Lire les nuages

22 novembre 2012

Ils passent, ils passent, mais que lisez-vous, là-bas, planeurs, voleurs de mots, parcoureur d’espaces, arpenteurs, dans ces nuages qui s’entortillent, vrillent, cotonnent, bouillonnent, s’étirent, baillent, fuient et colportent ? L’Atlas international des nuages et de l’état du ciel a jauni depuis 1896, mais le ciel a-t-il vieilli ? Qu’ils soient stratus, cumulus, cirrus, castellanus, la nuée défile sans se défiler. Le mur de foehn, barre de nuage fixe sur une ligne de crête, redouble d’une blancheur le Piton des neiges qui ne l’est pas : c’est comme s’il avait neigé à côté.

On se dit que les lectures sont un peu comme les nuages qui passent, et qui nous laissent un peu de fraîcheur. De même, certaines passent à côté.

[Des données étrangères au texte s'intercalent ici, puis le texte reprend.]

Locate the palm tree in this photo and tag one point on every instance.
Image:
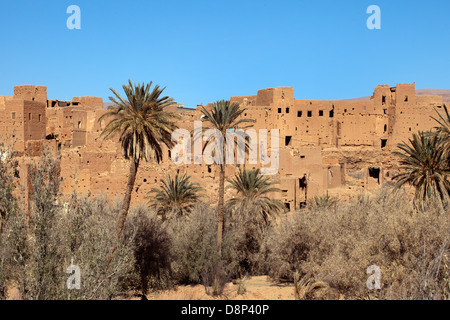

Une nouvelle qui est tombée m’enchante : cela fait des milliers d’années que l’homme contemple le ciel, et on vient de trouver une nouvelle espèce de nuages, ressemblant à un océan parcouru de vagues, l’ undulatus asperatus  : proche du type mammatus, mais avec une impression vague cotonneuse conférée par des vents forts. Ce qui veut dire qu’il y a encore des gens qui lisent les nuages, cela laisse l’espoir de découvrir encore une tache sur la lune, un nouvel astre dans l’océan des signes, ou un nouvel auteur.

Voici un bel objet zébré composé de dix entretiens menés de main de maître par Bruno de Cessole, Les livres de leur vie , dix portraits de lecteur : un peu une mise en abyme. Le titre est repris d’Henry Miller, qui écrivit, pour évoquer les livres qui comptaient pour lui : « ils étaient vivants et ils m’ont parlé », il précise ailleurs : « Un homme qui est mort ressuscite, prend possession de vous et en partant vous laisse profondément changé ». C’est cela un livre important. Dix écrivains, dix façons de lire. Yves Berger, Michel Butor, José Cabanis, Florence Delay, Michel Déon, Charles Juliet, Jacques Lacarrière, Jacques Laurent, Pierre Michon, Paul Nizon, tous lisent un peu comme Stendhal le Code civil, et associent en legere la cueillette et la lecture. Mais parmi eux, quatre ont disparu aujourd’hui. Ce qui fait que les mots résonnent d’une voix bien étrange ; et en même temps, le paradoxe tient en ce que ces témoignages sont pleins de vie.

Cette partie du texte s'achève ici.